Temple aka Sarah Mary Williams (afuriousrage) wrote in zombieslogs, @ 2014-02-26 17:48:00 |
|
|||
Entry tags: | temple |
Who: Temple
What: Watching over Krissy
When: This morning
Where: The infirmary
Warnings: Sad times
Notes: Malcolm and Temple dialogue is lifted from The Reapers Are The Angels
She had waited patiently for this moment. There were a lot of people in and out to see Krissy. Temple knew some of them from seeing them around at the prison or working on sentry shifts. She didn't know all their names but she knew their faces as they came and went. Have faith, Castiel had told her after hours of watching people in and out. Temple's problem wasn't faith and it never had been. In her sixteen years Temple had discovered that the earth was just one sprawling adventure. She was smart, earth. She kept her secrets but if you hunted them down far enough and hard enough you were bound to find them. And then some of them were just right in front of her face every day. Like the sun, blindingly brilliant when the sun hit it just right. Like the rolling purples and grays of the twilight sky. Like the thunder and the lightning that used to scare Maury so much but Temple knew that thunder and lightning was just God's way of reminding them all of who was in charge.
"You're real popular you know," Temple said quietly as she stood at Krissy's bedside. "I had to wait a long time just to get ya alone." She smiled as if Krissy could see her. You needed eyes for seeing things but there was nothing wrong with Krissy's ears. Maybe she could hear her. She didn't dare touch her though, afraid that maybe the tiniest disturbance might tip the balance in an ugly favor. Faith wasn't the problem, Temple knew that God existed. Vengeful and terrible in his righteousness, she believed in Him with all her heart.
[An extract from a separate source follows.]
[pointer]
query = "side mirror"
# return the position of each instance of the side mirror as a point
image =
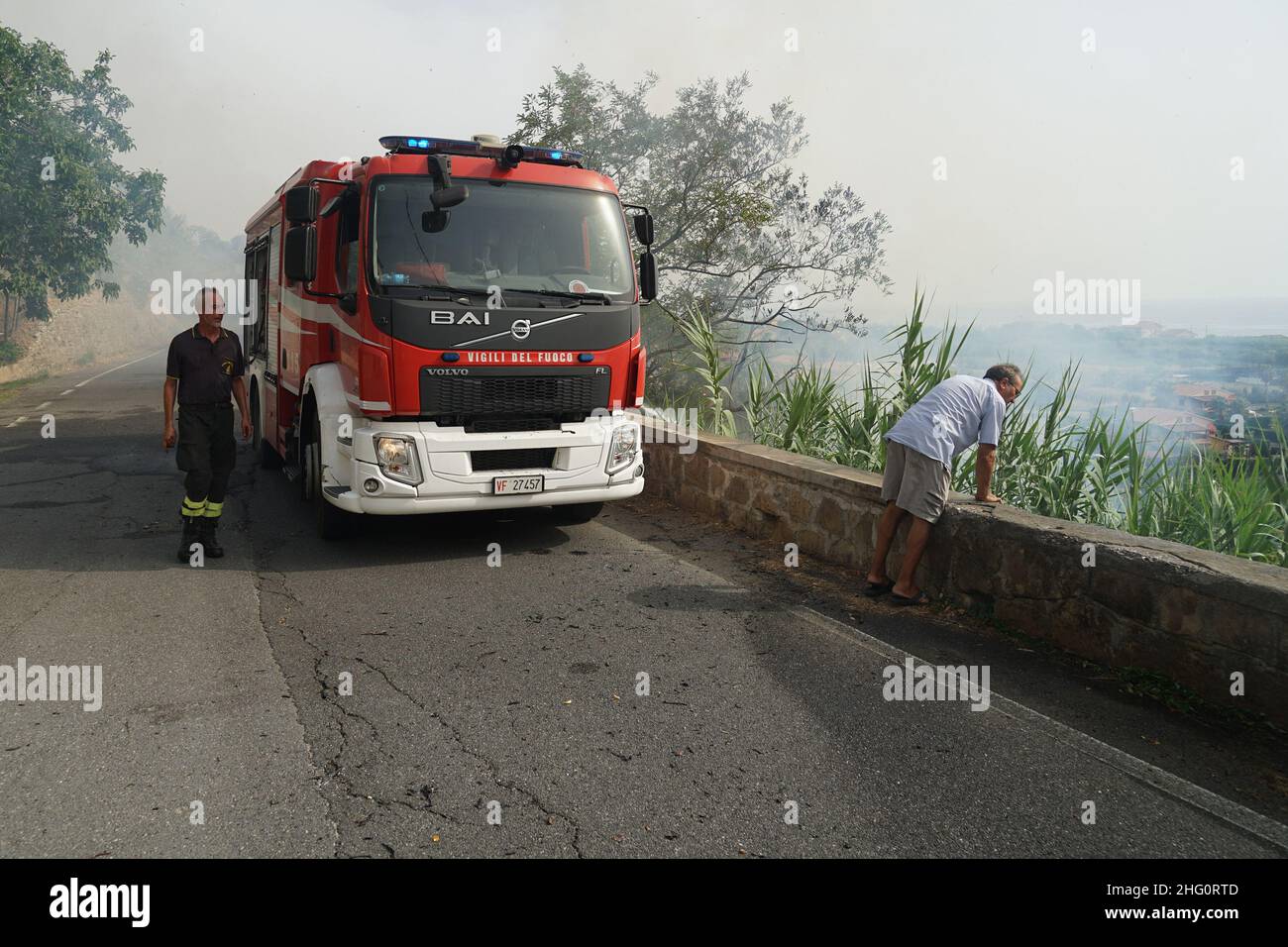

But it was hard to do the right things when there was the blood and the bandages and that machine that was keeping Krissy breathing. Those were the sort of things that would make a girl angry at God, that could make her welcome the sin into her life. Temple couldn't blame all of her past sins on anger but many of them had stemmed there.
"There was an iron giant just outside of Tulsa. He had a hardhat on and he had to be at least eight stories tall. He was a severe and mighty thing." Temple whistled low and shook her head. "Like a soldier of God who could shake the earth with his footsteps." The heart monitor beeped nearby with every beat of Krissy's heart. "Course I know that real soldiers of God aren't that big and I guess they wear trenchcoats." She shrugged at that. Castiel wasn't what she was expecting but she took it on faith that he was who he said he was and not just some crazy guy who thought he was an angel.
"Who built it?" Malcolm had asked.
"I don't know. The city, I guess."
"Why?"
Temple shrugged. "I don't know. It makes people feel good to build somethin' big. Makes people feel like they're makin' progress, I reckon."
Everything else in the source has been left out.